ThmDex – An index of mathematical definitions, results, and conjectures.
Result R90 on D121: Complex Lebesgue convolution
Complex function convolution is homogeneous to degree one
Formulation 0
Let $M = (\mathbb{R}^D, \mathcal{L}, \mu)$ be a D1744: Lebesgue measure space such that
(i) $f, g : \mathbb{R}^D \to \mathbb{C}$ are each an D1921: Absolutely integrable function on $M$
Let $\lambda \in \mathbb{C}$ be a D1207: Complex number.
Then \begin{equation} (\lambda f) * g = \lambda (f * g) \end{equation}
Proofs
Proof 0
Let $M = (\mathbb{R}^D, \mathcal{L}, \mu)$ be a D1744: Lebesgue measure space such that
(i) $f, g : \mathbb{R}^D \to \mathbb{C}$ are each an D1921: Absolutely integrable function on $M$
Let $\lambda \in \mathbb{C}$ be a D1207: Complex number.

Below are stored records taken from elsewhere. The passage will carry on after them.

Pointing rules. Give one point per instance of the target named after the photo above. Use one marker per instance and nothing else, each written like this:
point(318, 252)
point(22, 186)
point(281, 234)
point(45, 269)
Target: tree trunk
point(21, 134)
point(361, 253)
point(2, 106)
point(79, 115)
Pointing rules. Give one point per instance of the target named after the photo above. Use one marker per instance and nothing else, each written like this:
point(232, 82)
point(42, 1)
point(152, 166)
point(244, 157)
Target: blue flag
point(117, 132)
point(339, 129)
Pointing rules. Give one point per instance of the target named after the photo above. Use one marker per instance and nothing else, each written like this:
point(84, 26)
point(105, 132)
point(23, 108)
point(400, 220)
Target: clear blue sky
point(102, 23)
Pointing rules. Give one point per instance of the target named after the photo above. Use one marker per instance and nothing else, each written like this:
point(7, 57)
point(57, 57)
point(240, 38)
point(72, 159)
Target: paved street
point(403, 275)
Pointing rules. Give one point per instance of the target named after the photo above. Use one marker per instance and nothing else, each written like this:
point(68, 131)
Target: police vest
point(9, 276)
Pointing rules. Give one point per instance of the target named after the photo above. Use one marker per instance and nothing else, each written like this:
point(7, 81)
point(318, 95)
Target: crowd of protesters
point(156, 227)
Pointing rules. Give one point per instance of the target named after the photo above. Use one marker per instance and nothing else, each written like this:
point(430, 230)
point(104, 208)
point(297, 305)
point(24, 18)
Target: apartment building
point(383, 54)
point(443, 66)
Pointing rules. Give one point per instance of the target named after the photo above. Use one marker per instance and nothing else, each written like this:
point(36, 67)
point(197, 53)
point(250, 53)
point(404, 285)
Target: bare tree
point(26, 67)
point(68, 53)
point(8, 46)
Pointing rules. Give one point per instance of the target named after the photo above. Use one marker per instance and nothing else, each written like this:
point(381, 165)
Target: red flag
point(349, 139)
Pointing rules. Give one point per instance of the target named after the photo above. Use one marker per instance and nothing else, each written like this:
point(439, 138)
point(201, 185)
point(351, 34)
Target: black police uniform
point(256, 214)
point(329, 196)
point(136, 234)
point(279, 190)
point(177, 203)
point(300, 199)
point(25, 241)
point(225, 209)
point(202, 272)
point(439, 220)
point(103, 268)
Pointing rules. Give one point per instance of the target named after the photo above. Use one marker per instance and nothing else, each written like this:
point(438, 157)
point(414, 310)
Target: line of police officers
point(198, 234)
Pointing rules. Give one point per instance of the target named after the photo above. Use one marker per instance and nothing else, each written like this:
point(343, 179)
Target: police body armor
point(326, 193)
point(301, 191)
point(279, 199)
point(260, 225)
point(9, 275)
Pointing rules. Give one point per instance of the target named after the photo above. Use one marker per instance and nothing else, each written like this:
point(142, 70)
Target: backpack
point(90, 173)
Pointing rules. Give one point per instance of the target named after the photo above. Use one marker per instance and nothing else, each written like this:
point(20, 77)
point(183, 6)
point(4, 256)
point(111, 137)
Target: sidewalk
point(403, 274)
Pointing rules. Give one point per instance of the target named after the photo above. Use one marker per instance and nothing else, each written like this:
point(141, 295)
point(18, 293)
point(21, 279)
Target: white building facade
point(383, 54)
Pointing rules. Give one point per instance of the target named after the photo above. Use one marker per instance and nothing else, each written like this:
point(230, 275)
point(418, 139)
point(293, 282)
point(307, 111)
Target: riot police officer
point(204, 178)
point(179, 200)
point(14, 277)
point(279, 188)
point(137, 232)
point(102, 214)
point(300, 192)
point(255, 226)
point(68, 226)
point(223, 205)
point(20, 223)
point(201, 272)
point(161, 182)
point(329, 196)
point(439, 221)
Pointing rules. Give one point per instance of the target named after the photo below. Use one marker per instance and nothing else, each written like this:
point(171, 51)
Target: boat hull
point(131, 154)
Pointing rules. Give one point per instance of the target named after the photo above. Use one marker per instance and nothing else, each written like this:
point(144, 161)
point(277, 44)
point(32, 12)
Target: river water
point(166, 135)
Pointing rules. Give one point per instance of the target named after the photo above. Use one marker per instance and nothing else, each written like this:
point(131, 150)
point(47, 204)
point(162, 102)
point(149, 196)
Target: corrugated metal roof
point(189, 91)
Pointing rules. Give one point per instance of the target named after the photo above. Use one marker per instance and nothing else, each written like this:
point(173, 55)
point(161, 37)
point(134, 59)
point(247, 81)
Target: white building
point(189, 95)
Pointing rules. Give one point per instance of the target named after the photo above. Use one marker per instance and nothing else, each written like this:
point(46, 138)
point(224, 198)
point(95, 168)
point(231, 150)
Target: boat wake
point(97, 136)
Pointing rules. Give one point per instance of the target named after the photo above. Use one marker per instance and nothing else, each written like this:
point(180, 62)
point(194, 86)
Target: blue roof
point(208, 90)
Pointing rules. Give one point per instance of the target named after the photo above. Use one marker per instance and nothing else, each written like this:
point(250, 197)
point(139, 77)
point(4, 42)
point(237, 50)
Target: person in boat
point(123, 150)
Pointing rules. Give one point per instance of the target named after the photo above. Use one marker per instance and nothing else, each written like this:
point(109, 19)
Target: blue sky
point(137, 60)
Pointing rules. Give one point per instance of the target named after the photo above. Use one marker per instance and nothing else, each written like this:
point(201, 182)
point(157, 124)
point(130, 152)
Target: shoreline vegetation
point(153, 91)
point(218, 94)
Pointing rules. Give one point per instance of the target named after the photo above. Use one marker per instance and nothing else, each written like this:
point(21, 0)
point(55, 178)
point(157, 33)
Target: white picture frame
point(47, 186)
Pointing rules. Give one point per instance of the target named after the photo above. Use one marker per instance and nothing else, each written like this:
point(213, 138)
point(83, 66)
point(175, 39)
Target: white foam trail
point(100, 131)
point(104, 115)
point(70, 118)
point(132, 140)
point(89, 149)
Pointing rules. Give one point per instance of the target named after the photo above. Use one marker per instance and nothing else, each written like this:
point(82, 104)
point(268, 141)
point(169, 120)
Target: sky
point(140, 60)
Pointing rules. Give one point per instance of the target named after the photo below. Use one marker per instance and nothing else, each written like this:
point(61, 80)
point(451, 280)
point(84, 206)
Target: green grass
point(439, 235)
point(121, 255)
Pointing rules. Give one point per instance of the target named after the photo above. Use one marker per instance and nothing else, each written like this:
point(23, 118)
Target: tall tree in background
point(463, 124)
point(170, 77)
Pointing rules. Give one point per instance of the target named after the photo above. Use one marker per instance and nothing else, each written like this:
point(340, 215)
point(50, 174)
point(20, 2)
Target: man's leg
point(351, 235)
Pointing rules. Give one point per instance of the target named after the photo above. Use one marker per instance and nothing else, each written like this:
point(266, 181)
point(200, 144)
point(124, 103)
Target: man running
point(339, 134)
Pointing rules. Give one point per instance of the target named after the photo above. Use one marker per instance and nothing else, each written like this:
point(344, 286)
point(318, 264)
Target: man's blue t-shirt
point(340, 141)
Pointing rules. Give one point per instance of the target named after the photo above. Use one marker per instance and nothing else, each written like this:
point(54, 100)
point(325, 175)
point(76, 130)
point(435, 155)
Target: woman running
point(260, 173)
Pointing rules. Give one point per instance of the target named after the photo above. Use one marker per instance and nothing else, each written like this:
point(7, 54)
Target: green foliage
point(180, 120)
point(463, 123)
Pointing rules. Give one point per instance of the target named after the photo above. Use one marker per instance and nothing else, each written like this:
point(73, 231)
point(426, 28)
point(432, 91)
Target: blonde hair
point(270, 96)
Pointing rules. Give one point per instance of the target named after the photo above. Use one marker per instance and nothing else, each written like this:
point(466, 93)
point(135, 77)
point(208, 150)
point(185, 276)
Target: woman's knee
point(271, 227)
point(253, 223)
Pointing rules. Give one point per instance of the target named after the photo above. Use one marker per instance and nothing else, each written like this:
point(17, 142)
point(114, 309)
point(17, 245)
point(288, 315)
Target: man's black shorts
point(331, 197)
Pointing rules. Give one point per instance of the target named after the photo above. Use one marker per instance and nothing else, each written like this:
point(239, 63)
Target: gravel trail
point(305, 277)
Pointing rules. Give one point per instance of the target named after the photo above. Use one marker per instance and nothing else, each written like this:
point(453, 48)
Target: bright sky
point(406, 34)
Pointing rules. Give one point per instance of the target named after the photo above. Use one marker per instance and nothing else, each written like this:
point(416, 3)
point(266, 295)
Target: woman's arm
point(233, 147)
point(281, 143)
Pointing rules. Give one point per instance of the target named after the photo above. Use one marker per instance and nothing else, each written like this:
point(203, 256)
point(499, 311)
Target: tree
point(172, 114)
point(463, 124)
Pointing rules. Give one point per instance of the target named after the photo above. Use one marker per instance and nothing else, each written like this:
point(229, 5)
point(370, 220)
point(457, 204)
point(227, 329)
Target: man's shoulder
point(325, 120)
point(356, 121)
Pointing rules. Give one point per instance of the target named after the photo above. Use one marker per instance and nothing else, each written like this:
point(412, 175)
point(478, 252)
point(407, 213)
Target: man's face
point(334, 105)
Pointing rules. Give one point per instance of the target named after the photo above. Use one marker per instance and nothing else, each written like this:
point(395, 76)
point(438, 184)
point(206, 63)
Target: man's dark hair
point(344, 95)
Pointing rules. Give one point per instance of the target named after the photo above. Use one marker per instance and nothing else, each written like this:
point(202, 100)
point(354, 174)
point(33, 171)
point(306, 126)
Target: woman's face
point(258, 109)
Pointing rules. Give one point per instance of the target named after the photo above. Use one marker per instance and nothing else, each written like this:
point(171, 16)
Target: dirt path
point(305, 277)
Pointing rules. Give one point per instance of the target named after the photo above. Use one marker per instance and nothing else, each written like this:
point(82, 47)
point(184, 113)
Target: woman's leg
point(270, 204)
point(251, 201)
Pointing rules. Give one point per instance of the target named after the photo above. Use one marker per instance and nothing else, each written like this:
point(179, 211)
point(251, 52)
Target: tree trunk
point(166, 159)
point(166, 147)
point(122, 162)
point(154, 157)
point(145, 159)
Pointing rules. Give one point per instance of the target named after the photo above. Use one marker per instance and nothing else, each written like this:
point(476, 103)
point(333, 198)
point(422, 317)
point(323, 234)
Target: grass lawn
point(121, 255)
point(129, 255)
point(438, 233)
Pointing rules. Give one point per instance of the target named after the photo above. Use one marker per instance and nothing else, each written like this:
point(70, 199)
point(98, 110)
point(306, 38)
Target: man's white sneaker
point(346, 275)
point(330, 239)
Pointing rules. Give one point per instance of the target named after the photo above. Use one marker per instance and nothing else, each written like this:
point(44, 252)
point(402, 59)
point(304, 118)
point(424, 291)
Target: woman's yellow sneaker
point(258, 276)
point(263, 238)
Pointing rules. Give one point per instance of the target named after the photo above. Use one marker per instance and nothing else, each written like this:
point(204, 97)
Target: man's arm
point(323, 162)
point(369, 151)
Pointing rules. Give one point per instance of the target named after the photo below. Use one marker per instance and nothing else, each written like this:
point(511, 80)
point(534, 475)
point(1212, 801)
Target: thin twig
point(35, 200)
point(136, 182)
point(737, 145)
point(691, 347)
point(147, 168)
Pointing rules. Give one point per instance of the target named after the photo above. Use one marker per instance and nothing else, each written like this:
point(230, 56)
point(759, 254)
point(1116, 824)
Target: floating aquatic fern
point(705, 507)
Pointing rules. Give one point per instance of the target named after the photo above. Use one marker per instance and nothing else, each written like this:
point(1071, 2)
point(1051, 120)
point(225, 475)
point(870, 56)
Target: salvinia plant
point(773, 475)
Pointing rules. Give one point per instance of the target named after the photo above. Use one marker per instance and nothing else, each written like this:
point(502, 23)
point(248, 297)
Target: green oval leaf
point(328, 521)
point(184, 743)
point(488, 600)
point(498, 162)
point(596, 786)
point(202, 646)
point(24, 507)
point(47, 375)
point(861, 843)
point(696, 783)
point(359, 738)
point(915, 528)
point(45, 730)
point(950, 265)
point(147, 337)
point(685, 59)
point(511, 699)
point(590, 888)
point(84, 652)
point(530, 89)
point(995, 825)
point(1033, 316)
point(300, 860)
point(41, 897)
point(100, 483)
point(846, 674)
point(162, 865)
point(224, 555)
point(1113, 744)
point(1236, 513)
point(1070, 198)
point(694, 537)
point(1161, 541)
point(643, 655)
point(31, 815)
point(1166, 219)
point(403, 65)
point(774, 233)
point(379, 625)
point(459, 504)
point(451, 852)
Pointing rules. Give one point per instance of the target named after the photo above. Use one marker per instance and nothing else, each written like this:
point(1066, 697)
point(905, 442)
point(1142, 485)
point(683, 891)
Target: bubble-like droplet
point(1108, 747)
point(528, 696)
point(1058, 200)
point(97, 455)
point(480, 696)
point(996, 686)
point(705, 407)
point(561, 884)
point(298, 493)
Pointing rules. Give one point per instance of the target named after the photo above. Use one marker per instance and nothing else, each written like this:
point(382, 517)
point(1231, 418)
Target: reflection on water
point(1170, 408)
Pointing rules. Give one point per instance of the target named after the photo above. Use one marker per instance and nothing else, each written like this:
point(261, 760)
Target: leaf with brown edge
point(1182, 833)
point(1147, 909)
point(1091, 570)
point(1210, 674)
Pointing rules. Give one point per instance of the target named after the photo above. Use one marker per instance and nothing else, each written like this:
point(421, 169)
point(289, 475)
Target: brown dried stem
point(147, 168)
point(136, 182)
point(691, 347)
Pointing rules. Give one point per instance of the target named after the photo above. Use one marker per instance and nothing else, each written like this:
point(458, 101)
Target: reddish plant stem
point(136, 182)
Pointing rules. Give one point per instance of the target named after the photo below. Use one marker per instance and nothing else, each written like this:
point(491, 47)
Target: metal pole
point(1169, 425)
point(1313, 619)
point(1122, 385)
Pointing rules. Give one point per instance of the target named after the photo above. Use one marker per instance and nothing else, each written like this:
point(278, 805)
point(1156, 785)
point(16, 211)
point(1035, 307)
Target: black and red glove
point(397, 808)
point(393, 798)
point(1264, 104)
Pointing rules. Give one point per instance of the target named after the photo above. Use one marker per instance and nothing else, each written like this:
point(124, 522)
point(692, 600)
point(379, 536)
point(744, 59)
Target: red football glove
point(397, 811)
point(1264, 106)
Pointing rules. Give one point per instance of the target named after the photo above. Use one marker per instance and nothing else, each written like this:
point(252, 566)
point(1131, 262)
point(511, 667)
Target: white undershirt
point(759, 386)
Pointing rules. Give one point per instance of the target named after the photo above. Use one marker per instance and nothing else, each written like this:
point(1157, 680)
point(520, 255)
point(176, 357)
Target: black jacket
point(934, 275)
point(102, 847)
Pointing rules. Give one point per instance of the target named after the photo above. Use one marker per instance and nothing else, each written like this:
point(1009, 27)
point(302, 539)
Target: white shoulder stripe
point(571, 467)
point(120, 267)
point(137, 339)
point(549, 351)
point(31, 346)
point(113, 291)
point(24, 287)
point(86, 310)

If $x \in \mathbb{R}^D$, then applying R1502: Complex-linearity of complex integral yields \begin{equation} \begin{split} ((\lambda f) * g) (x) & = \int_{\mathbb{R}^D} \lambda f(y) g(x - y) \, \mu(d y) \\ & = \lambda \int_{\mathbb{R}^D} f(y) g(x - y) \, \mu(d y) = \lambda (f * g)(x) \end{split} \end{equation} Since $x \in \mathbb{R}^D$ was arbitrary, this is true for all $x \in \mathbb{R}^D$ and the proof is complete. $\square$